Again, are women supposed to take a less hands-on approach or do they naturally gravitate towards work which is less physically demanding?

(10-25-2013, 01:27 AM)Kman Wrote: women are expected to be submissive to men when it comes to sex and relationships, this has a lot to do with that first point i brought up. it's also where the whole concept of the frinedzone comes from, since guys assume that women are obligated to want them back if they pursue feelings for a girl.

I think I know what you mean regarding the expectation that women should be submissive to men, but I think that attitude has been headed out the door since the final episode of M*A*S*H aired. I don't personally know anyone who thinks that way about women. My dad might have been that way had my mum let him XD

The Friend Zone debate is a double-standard in itself. Women are apparently seen as pure, virginal, and impeccably forthright, and men as sex-fiends. Women are just as capable as men of wanting to be with someone and then for that person to reject their romantic advances in favour of friendship. That the process has a name and is attributed to men isn't evidence that it's really a man thang, men just happen to talk about it more. I don't even understand how it's a point of debate; women desire men, sometimes the man isn't interested, so she's "friend zoned". Are we to believe that women take that in stride and that men are the only ones to be irritated or disappointed when it happens to them?

Abraxas Wrote:Unfortunately, it is a common symptom of privilege to be able to ignore (or worse, acknowledge and not care about) the little things that make life difficult for an under-privileged group. But that under-privileged group gets to feel that apathy in one way or another by maintaining the status-quo.

You are not under-privileged.

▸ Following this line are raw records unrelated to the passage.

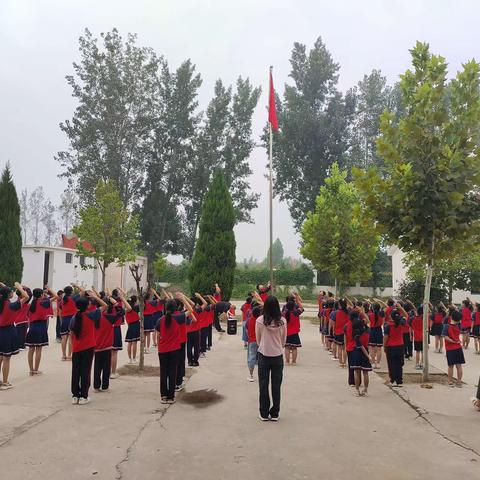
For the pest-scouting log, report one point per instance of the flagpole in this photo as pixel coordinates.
(271, 201)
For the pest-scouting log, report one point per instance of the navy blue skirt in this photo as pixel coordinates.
(293, 341)
(9, 342)
(133, 332)
(117, 338)
(376, 337)
(37, 335)
(65, 325)
(455, 357)
(149, 323)
(360, 361)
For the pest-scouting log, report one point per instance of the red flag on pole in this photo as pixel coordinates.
(272, 111)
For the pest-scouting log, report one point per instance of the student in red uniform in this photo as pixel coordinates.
(376, 318)
(453, 347)
(466, 324)
(476, 328)
(37, 335)
(245, 308)
(21, 319)
(394, 347)
(292, 311)
(83, 344)
(360, 358)
(416, 323)
(68, 310)
(169, 346)
(133, 328)
(341, 319)
(437, 326)
(8, 334)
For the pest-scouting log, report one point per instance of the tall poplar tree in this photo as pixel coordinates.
(214, 257)
(11, 261)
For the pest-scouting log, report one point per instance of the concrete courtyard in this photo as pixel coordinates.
(213, 431)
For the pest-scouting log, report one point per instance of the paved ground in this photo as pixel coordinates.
(324, 431)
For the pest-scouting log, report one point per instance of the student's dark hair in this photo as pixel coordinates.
(396, 317)
(67, 292)
(77, 323)
(456, 316)
(170, 309)
(4, 296)
(271, 311)
(289, 309)
(37, 293)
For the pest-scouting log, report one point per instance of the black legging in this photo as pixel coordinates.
(168, 373)
(81, 369)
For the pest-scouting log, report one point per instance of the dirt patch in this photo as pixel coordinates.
(200, 398)
(416, 378)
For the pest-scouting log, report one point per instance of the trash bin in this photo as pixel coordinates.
(232, 326)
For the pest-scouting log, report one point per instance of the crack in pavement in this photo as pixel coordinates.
(28, 425)
(421, 413)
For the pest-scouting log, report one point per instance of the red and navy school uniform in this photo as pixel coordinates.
(293, 327)
(453, 349)
(360, 360)
(395, 350)
(9, 343)
(133, 325)
(476, 325)
(21, 323)
(69, 309)
(416, 323)
(437, 324)
(168, 352)
(37, 334)
(104, 332)
(376, 328)
(82, 353)
(341, 319)
(466, 323)
(150, 315)
(116, 315)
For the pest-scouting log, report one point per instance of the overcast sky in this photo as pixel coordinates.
(224, 38)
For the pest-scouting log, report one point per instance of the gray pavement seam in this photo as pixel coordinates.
(25, 427)
(422, 414)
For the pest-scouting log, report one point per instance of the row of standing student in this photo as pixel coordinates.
(395, 327)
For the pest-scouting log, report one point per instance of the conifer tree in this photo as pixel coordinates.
(11, 261)
(214, 257)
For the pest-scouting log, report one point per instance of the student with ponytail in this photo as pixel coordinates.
(82, 329)
(21, 318)
(8, 334)
(169, 342)
(37, 335)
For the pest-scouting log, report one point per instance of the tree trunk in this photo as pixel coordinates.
(426, 302)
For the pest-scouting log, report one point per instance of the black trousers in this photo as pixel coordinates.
(203, 339)
(21, 329)
(408, 345)
(101, 369)
(193, 347)
(168, 373)
(270, 368)
(81, 370)
(209, 337)
(181, 364)
(395, 361)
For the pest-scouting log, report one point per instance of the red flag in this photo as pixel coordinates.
(272, 111)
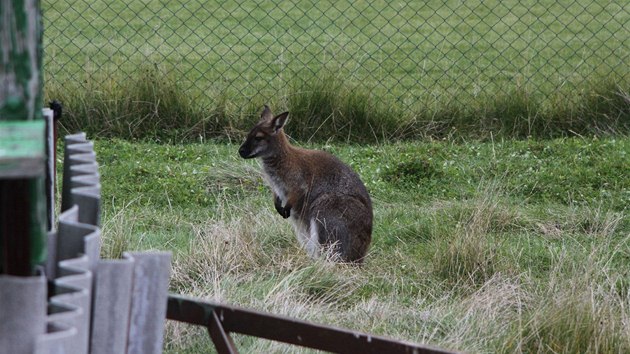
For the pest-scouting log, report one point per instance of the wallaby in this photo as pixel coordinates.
(329, 206)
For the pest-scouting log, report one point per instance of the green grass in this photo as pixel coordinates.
(369, 71)
(498, 246)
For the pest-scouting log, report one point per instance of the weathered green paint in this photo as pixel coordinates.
(20, 60)
(21, 140)
(22, 149)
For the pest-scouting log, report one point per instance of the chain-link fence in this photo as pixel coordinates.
(401, 52)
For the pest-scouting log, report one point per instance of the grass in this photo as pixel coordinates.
(504, 246)
(366, 71)
(152, 105)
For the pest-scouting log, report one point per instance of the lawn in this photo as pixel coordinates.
(413, 54)
(492, 137)
(497, 246)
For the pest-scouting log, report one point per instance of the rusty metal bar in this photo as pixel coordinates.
(287, 330)
(221, 339)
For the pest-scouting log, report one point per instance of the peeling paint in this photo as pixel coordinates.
(20, 59)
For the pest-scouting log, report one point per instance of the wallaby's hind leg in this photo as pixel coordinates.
(344, 233)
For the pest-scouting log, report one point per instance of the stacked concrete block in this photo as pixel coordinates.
(80, 303)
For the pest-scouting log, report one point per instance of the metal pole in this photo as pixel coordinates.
(22, 202)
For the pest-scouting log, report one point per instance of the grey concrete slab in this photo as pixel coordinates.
(148, 303)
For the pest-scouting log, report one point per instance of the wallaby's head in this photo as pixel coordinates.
(265, 138)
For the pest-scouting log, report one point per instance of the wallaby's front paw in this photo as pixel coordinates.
(277, 203)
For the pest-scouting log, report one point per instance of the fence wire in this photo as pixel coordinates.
(404, 53)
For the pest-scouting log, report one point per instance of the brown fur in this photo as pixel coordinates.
(325, 199)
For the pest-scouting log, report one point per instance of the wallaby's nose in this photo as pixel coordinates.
(243, 152)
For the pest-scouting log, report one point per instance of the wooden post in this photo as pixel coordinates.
(22, 199)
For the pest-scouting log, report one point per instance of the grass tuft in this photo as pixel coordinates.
(468, 255)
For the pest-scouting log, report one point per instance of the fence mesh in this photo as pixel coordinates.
(404, 53)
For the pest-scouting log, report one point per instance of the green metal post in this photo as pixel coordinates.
(22, 152)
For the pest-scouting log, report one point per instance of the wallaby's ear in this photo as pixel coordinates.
(266, 114)
(278, 121)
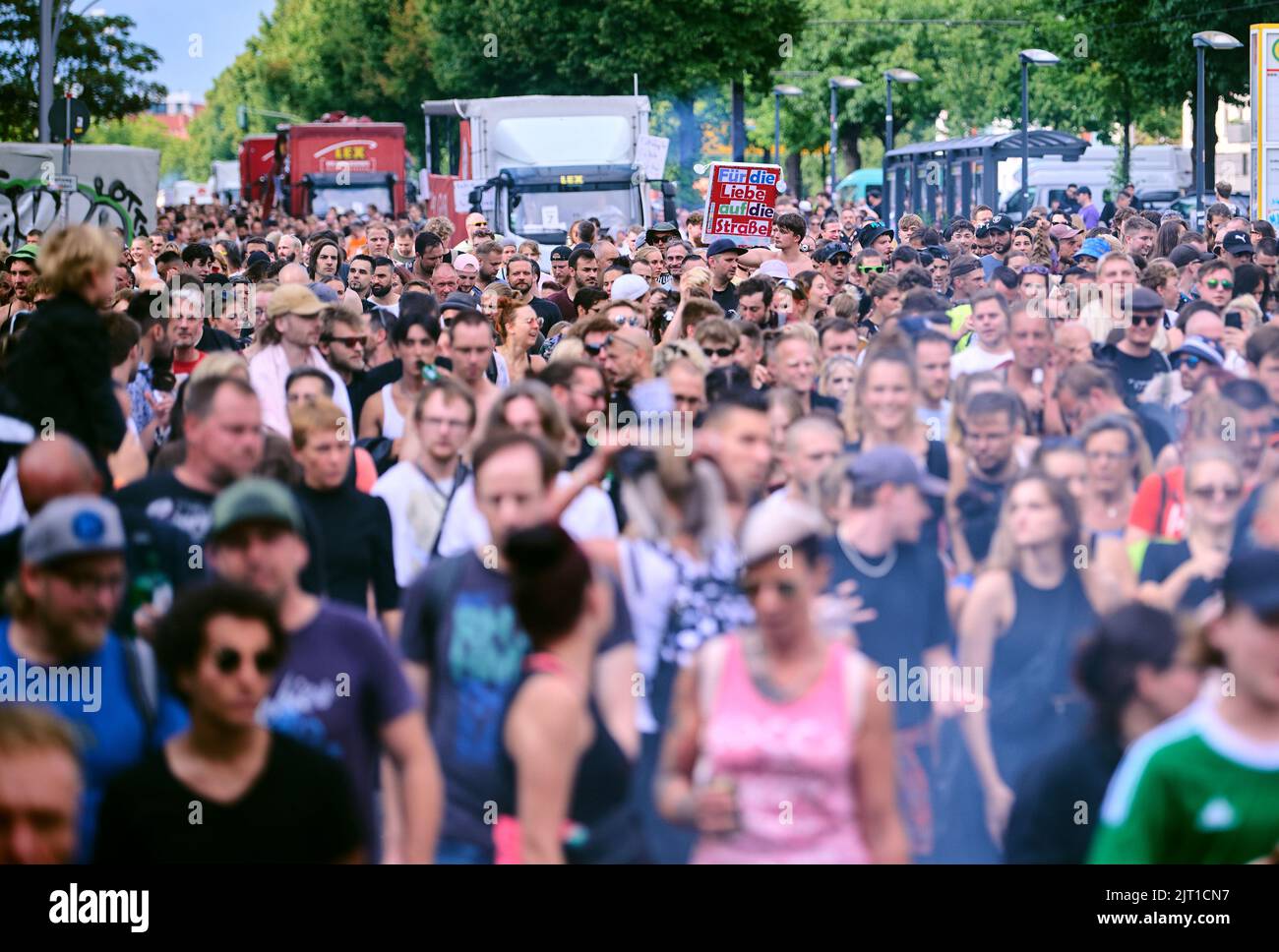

By no stretch of the imagination can you possibly say that you are under-privileged or that you belong to an oppressed class. It's a self-imposed fantasy of victimhood which has no basis in reality whatsoever. I don't even know why Bridge is conceding so much to you in this debate, you're saying things which are so patently false and drenched in hyperbole as to defy reason.

Feminism is not a cause, it's an identity. Women are not under attack and are not uniquely threatened. Men are not privileged. If you want to start listing all the ways in which men are "privileged" I'll match them one-for-one with the ways in which women are "privileged", which will prove nothing and will convince you of nothing because this is not a genuine debate for you, but is instead a dumping ground for feminist soundbites, battle cries, talking points and demonstrably incorrect statistics and data.

I haven't responded so directly to you before, but the quoted paragraph is so smug, patronising and self-important that I just had to. You speak as if you've just stepped off of a slave ship in 1750. It's depressing.
(This post was last modified: 10-25-2013, 03:05 AM by Paddy™.)